Briac Lescure (28 ans), est le co-fondateur de Popchef, une start-up spécialisée dans la livraison de repas. Sa société permet à ses salariés de poser autant de vacances qu’ils le souhaitent dans l’année.

"Les vacances illimitées, c’est une conséquence de la politique d’entreprise qu’on a mise en place. On laisse les salariés très libres. Dès le départ, avec mon associé, on ne s’est jamais posé la question de savoir à quelle heure on venait le matin, à quelle heure on partait le soir ou à quel moment on prenait nos vacances. Et quand on a commencé à recruter nos premiers salariés, on s’est dit que c’était logique d’appliquer la même chose pour tout le monde.

Du coup, les salariés ont la possibilité d’organiser leurs journées un peu comme ils veulent. J’en ai certains qui habitent en dehors de Paris et qui préfèrent arriver tard le matin pour éviter le rush dans les transports et qui du coup partent plus tard. A l’inverse j’en ai d’autres qui choisissent d’arriver tôt pour partir plus tôt. On encourage aussi les gens à faire du sport dans la journée ou à faire des siestes dans les bureaux.

"On n’a pas besoin de se mêler de la façon dont le salarié organise ses vacances"

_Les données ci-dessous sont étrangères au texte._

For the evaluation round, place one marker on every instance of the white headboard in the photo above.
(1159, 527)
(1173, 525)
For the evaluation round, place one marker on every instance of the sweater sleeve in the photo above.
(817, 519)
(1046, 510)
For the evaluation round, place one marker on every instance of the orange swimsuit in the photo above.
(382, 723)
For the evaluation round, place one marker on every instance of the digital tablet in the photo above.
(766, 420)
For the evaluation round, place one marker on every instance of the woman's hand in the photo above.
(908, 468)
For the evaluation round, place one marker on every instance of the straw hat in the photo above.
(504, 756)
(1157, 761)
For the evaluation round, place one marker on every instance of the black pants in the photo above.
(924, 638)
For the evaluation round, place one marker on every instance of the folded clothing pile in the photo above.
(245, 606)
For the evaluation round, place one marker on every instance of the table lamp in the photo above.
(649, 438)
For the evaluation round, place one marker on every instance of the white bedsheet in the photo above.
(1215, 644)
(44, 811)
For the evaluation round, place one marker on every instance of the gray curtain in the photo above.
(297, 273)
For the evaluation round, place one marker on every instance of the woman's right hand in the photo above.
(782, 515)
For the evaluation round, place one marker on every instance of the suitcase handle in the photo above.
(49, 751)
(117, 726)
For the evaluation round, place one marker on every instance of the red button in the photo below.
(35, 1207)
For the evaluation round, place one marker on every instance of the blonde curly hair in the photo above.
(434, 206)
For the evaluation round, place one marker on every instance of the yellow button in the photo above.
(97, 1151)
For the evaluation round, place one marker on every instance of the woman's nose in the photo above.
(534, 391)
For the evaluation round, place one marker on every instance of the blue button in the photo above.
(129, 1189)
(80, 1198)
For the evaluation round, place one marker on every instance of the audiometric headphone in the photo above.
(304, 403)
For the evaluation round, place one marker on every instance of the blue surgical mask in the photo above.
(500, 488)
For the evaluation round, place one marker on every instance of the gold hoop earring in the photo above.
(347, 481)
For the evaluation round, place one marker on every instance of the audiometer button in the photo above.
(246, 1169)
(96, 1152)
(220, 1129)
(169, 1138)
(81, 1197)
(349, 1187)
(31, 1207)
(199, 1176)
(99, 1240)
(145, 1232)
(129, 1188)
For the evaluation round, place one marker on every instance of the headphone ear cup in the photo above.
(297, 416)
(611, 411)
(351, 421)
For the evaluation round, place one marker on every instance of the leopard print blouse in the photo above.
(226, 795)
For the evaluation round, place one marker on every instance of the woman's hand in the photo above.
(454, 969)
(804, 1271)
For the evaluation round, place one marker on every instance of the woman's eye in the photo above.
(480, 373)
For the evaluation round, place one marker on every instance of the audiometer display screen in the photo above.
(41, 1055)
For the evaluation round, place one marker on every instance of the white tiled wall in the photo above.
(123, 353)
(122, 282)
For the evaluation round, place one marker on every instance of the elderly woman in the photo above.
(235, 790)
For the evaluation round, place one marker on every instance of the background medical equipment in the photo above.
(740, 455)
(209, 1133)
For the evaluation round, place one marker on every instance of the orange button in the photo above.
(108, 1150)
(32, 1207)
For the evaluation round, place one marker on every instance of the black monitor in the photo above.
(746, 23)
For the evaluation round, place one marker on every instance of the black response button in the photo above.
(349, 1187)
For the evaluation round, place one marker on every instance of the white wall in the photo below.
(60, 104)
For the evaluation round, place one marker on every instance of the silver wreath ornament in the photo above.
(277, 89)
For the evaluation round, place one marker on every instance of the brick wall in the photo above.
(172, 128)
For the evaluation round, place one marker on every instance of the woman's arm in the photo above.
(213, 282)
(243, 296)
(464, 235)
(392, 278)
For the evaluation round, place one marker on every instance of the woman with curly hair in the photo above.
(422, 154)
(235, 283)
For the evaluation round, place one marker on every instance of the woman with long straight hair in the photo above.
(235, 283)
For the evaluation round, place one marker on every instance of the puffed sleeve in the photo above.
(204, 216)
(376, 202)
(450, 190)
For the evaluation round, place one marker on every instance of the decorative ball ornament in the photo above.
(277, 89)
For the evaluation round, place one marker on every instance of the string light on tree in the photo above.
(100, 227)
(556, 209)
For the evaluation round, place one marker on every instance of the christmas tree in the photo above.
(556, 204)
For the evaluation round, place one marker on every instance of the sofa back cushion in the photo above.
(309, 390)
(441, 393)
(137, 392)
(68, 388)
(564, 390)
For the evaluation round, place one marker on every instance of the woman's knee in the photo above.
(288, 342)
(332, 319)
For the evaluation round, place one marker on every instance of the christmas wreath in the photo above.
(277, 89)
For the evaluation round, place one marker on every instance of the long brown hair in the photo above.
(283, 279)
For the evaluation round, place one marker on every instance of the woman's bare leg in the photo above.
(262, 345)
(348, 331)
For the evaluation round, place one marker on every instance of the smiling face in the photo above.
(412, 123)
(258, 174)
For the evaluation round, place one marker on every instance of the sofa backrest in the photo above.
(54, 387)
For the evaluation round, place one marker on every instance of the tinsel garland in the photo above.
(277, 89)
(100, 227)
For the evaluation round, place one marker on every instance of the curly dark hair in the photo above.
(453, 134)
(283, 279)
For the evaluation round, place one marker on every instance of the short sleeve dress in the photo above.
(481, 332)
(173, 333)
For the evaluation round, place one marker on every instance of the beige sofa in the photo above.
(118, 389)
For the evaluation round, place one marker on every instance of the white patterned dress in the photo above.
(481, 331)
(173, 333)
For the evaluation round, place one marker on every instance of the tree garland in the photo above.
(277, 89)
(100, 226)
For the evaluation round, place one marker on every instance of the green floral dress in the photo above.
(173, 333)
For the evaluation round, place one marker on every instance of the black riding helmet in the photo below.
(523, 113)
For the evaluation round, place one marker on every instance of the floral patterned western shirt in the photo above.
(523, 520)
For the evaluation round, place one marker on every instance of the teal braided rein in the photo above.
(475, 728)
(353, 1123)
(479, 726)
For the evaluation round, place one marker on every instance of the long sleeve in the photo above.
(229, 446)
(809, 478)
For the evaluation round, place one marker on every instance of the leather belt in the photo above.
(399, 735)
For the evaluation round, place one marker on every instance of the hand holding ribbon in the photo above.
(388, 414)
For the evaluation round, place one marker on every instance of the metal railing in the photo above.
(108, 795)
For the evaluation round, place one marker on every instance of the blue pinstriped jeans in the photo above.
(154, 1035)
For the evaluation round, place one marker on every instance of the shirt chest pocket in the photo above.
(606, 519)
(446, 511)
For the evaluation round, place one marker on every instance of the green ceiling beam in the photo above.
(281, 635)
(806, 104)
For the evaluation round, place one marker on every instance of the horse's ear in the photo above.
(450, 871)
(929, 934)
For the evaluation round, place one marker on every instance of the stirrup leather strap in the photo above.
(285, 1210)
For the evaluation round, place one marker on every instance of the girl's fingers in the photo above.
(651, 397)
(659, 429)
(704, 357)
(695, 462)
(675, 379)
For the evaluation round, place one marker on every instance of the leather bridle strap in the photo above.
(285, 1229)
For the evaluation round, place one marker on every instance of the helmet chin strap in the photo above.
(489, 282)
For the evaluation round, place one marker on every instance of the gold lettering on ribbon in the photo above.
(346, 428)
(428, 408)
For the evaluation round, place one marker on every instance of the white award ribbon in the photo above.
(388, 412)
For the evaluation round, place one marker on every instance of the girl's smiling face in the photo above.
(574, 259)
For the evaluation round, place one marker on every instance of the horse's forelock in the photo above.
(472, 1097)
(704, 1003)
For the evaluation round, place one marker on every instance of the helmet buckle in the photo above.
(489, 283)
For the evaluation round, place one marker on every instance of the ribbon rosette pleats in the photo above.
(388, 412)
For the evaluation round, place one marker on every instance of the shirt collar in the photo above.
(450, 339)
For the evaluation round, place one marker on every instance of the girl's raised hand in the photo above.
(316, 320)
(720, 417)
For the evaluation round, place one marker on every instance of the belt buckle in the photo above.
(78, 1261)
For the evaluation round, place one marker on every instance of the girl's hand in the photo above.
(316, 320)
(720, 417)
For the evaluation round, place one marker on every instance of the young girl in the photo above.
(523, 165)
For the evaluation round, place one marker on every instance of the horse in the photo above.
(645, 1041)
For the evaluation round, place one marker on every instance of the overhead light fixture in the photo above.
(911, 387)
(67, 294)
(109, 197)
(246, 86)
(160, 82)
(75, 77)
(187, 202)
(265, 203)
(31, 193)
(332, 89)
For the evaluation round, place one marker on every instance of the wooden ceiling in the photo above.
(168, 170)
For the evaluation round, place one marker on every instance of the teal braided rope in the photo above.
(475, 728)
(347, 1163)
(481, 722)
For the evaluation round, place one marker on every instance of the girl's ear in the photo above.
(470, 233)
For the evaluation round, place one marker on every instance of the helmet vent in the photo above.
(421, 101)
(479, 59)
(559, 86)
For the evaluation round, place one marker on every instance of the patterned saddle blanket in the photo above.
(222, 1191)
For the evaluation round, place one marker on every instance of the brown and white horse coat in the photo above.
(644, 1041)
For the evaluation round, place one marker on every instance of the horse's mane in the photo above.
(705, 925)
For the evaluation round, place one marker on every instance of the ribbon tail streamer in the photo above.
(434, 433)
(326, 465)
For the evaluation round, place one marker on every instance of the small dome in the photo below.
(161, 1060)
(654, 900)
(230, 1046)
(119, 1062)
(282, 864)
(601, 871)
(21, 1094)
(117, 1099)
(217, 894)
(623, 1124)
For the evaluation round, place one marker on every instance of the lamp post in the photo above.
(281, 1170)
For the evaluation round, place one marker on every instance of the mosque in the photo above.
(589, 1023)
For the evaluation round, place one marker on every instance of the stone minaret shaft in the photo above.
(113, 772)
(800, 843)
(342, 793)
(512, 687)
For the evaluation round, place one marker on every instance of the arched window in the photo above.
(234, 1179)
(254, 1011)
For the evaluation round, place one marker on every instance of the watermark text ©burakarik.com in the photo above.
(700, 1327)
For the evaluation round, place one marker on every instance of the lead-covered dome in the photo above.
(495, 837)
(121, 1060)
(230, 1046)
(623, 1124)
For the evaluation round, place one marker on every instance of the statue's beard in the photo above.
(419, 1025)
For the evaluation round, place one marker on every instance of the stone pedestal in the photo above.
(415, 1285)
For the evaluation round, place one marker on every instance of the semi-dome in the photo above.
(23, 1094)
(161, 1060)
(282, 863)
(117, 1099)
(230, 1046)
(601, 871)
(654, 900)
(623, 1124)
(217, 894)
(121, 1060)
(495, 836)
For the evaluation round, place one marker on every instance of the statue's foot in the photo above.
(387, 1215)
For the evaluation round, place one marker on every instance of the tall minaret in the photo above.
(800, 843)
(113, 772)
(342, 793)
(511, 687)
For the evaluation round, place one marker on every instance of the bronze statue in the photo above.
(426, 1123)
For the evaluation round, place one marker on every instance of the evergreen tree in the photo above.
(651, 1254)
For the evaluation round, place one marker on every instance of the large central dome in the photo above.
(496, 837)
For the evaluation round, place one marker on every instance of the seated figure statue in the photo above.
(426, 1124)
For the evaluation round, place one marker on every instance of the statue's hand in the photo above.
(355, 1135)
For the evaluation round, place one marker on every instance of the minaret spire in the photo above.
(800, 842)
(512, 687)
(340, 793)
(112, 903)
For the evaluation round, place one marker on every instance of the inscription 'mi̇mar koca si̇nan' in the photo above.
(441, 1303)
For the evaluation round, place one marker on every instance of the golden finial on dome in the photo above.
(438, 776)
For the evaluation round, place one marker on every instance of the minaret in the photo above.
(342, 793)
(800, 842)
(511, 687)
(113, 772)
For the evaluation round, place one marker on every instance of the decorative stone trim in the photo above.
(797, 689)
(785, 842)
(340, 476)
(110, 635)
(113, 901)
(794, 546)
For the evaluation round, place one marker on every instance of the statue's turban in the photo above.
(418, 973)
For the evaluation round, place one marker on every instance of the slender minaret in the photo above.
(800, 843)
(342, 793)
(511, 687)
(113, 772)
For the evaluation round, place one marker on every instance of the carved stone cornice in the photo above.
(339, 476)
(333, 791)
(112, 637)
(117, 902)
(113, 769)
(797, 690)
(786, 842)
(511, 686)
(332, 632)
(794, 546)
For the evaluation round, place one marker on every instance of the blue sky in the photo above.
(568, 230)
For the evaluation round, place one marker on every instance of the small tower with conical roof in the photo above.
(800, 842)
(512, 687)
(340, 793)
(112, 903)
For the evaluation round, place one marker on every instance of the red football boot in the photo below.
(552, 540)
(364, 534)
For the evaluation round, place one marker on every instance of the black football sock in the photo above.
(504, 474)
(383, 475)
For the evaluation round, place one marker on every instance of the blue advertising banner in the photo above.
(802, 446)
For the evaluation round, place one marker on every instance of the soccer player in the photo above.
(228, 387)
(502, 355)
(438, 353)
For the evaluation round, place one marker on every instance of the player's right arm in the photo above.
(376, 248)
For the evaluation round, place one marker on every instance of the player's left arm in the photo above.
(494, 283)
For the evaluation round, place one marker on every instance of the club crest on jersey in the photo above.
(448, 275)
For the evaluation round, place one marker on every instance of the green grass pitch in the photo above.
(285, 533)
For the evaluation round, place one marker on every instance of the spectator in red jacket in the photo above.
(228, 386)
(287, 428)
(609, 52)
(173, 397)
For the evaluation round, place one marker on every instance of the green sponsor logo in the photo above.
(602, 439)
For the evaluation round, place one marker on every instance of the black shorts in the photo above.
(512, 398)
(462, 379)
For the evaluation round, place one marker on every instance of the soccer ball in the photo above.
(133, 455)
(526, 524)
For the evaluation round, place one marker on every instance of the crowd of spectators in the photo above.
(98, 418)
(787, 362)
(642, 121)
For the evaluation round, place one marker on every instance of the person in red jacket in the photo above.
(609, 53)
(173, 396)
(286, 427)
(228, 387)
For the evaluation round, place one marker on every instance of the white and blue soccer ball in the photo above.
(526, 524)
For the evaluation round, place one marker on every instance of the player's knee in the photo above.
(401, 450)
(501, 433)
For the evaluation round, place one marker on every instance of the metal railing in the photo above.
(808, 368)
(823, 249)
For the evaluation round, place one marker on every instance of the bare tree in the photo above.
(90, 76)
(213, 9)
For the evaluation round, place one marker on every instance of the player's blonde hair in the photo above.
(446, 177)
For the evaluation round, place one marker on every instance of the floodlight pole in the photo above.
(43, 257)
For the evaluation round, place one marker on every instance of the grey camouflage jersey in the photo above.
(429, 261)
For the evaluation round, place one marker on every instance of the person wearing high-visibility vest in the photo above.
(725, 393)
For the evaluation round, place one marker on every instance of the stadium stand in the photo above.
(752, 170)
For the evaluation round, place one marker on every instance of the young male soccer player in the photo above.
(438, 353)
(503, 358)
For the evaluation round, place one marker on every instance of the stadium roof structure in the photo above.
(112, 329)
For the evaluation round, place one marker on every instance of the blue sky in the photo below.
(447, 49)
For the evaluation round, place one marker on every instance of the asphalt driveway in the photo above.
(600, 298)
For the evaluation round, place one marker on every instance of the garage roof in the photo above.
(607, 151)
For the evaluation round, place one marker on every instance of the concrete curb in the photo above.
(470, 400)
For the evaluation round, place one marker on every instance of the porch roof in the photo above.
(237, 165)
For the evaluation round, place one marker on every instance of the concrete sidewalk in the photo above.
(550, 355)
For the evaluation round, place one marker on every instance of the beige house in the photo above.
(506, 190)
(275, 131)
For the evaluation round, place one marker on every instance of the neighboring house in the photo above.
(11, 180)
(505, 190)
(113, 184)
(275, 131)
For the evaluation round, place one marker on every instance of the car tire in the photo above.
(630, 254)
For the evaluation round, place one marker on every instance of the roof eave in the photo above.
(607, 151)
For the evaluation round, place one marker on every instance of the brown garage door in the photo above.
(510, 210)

Et qui dit ‘tu viens travailler quand tu veux’ dit aussi ‘tu prends tes vacances quand tu veux’. Concrètement, le salarié me fait une demande de congé, je valide à chaque fois et il a la possibilité d’en prendre autant qu’il le veut. Evidemment ce sont des congés payés! On est très exigeant sur le recrutement: on part du principe qu’à partir du moment où on a le bon profil, on n’a pas besoin de se mêler de la façon dont il organise ses vacances. On pense que nos salariés – dont la majorité sont actionnaires de la société - sont assez responsables pour savoir quand ils peuvent partir en vacances et quand ils ne peuvent pas.

Les gens prennent un peu plus de vacances qu’ailleurs. Mais ça m’importe assez peu. Cette liberté est très positive et fait que les salariés vont rester longtemps dans la boite. Pour être épanoui, il faut trouver un équilibre entre sa vie pro et sa vie perso. Si j’ai un salarié qui a besoin de huit semaines parce que son rêve c’est l’ascension de l’Everest, je l’encouragerai très fortement à le faire.

"Un salarié qui est fatigué au bureau, ce n’est ni bénéfique pour lui, ni bénéfique pour l’entreprise"

Quand je prends des vacances et que je reviens, je suis ultra-productif, j’ai plein d’énergie et j’apporte plein d’idée. Un salarié qui est fatigué au bureau, ce n’est ni bénéfique pour lui, ni pour l’entreprise. Il y a des gens qui ont besoin de prendre huit semaines de vacances par an. D’autres n’ont besoin que de quatre semaines. C’est absurde qu’une convention collective décide qu’il y en a 6 pour tout le monde.

La culture très française du présentéisme, du 9h-18h, elle est complètement démodée. Et la génération qui arrive sur le marché du travail, elle supporte assez peu les contraintes. Elle a besoin d’autonomie, elle a besoin d’être responsabilisée. Donc la façon dont les grandes entreprises fonctionnent aujourd’hui n’est pas du tout adaptée aux besoins de la génération qui arrive sur le marché du travail.

"Des lettres de motivation qui ne me parlent que de vacances illimitées, je me méfie"

Aujourd’hui, ça marche très bien parce qu’on se fait confiance, parce qu’on est une petite équipe et que tout le monde se connaît. Est-ce que ça marche quand on 500? Je ne sais pas. Mais cette culture qu’on a mise en place est très adaptée à la taille de notre boite et à l’âge de ses salariés. Une boite de 300 salariés qui mettrait notre système en place du jour au lendemain, elle aurait des difficultés. Mais Netflix, qui est une grosse société, a mis cela place et ça fonctionne quand même.

Quand j’ai des candidats qui hésitent entre différentes boites, notre culture d’entreprise c’est un argument qui fait qu’on est plus fort que les autres. Après quand on reçoit des lettres de motivation qui ne me parlent que de vacances illimitées, je me méfie quand même. C’est plus compliqué que juste ‘vacances illimitées’. Il y a toute une réflexion derrière".